I am Israel: Wrestling With God.

And the disciples recalled ….John 12 16

John 12:16 - His disciples did not understand these things at first, but when Jesus was glorified, then they recalled that these things had been written about him and had been done to him.

John 2:22 - After He was raised from the dead, his disciples recalled what he had said. Then they believed the scripture and the words that Jesus had spoken.

John 2:17 - His disciples recalled - that it is written: “Zeal for your house will consume me.”

 

What are the strategies for wrestling with God? Prayer. Silence. Contemplation. A dose of humility. In the silence, when we bring our “stuff” to Him, Christ says:

  • Think about it.
  • Pray about it.
  • This is personal. This is about a relationship; it’s not about a discourse.

st-bernard-of-clairvaux-2

The Abbot, Saint Bernard, once wrote a sermon on this entitled: The (Two) Stages of Contemplation (Sermo 5 de diversis, 4-5; Opera omnia. Edit. Cisterc. 6, 1 [1970] 103-104)

The first stage of contemplation, my dear brothers, is constantly to consider what God wants, what is pleasing to him, and what is acceptable in his eyes. Our own strength and our own actions and our best intentions cannot match the correctness and moral integrity of God’s will. We are neither one with it nor wholly in accord with it. We all offend in many things, all the time. So, let us then humble ourselves under the powerful hand of the most high God and be concerned to show ourselves totally UN-worthy before his merciful gaze, saying: Heal me, Lord, and I shall be healed; save me and I shall be saved. Lord have mercy on me; heal my soul because I have sinned against you.

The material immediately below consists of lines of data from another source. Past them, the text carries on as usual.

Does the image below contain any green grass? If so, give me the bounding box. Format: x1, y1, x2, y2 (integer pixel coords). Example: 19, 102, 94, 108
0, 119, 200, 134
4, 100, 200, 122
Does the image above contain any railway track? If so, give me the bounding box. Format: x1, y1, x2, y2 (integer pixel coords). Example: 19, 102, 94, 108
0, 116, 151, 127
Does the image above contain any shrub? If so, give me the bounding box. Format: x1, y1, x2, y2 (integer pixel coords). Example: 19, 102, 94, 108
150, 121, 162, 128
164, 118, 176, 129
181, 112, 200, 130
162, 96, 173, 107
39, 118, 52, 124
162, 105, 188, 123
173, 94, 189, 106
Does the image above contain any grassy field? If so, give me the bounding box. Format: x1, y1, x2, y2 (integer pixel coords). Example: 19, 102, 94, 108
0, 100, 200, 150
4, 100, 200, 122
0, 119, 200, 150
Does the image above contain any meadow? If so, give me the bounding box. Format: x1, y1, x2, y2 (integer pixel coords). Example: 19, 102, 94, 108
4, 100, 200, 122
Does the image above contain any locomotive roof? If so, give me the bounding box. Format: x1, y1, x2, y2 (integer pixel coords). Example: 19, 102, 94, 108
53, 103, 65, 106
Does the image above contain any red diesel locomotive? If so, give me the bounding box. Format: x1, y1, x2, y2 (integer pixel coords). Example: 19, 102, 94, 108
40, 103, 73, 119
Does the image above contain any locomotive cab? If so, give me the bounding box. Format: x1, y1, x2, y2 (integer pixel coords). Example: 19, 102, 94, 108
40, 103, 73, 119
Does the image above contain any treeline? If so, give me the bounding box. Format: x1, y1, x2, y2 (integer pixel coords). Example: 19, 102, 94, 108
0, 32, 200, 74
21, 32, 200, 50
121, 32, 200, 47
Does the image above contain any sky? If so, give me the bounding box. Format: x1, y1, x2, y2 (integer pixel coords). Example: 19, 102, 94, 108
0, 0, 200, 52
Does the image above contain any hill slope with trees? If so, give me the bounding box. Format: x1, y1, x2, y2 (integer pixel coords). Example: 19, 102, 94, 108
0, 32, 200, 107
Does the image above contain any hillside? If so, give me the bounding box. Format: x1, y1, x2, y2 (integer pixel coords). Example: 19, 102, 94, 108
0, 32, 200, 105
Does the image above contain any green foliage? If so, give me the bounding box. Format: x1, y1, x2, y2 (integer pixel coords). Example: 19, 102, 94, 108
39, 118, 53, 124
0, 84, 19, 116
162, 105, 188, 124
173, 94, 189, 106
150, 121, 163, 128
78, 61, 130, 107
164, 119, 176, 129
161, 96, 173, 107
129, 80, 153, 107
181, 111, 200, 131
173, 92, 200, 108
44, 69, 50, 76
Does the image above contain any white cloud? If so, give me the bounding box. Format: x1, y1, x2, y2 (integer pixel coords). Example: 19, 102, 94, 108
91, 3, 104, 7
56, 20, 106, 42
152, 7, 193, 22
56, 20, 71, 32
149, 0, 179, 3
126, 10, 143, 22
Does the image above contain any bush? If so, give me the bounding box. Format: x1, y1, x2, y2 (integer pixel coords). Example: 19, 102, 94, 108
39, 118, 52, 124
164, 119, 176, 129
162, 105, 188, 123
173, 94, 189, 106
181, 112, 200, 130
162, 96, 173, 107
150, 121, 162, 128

In terms of the second stage of contemplation, once the eye of the soul has been purified by such considerations, we no longer abide within our own spirit in a sense of sorrow, but abide rather in the Spirit of God with great delight. No longer do we consider what is the will of God for us, but rather we consider and contemplate God’s will all by itself and don’t even consider its implications for us or how it affects us. Our life is already buried deep within in his will, as if God’s will and our will are fused together. Thus we are convinced that what is according to his will is in every way more advantageous and fitting for us. And so, concerned as we are to preserve the life of our soul, we become equally concerned, insofar as we can, not to deviate from His will.

The whole of the spiritual life consists of these two elements. When we regress and start focusing and thinking of ourselves again, we are perturbed and filled with a salutary sadness. And when we turn our thoughts and gaze back on the Lord again, we are revived to find consolation in the joy of the Holy Spirit. From the first we derive fear and humility, from the second hope and love.

 

Here are two points to take out of St. Bernard’s homily, especially when you experience doubt, despair and inner turmoil in your temporal life, in your spiritual life or in your prayer life:

  1. It’s OK to feel lousy in those moments.
  2. When you experience doubt, despair and inner turmoil in your temporal life, in your spiritual life or in your prayer life, you are not necessarily doing something wrong; you might be doing something right.

What’s the goal? Getting to a point where you can allow God to do, what He wishes to do, in your life. And what might that look like concretely? To answer that, in closing, let’s turn to a book by Carmelite Sister, Mary Grace Melcher entitled, Prayer of the Faithful, Intercessions For Mass:

  • For the prophets who must undergo persecution in order to remain faithful to the truth that God has shown them, that they may know that the Lord God is their help and upholds their right.
  • That we may learn to think as God does, following the example of Jesus, willing to lose our lives for Him and for the Gospel, in order to receive life in abundance from the Father’s hands.
  • For the gift of faith that expresses itself in good works; so that the poor, the sick, the imprisoned and the grieving may be relieved through our loving deeds.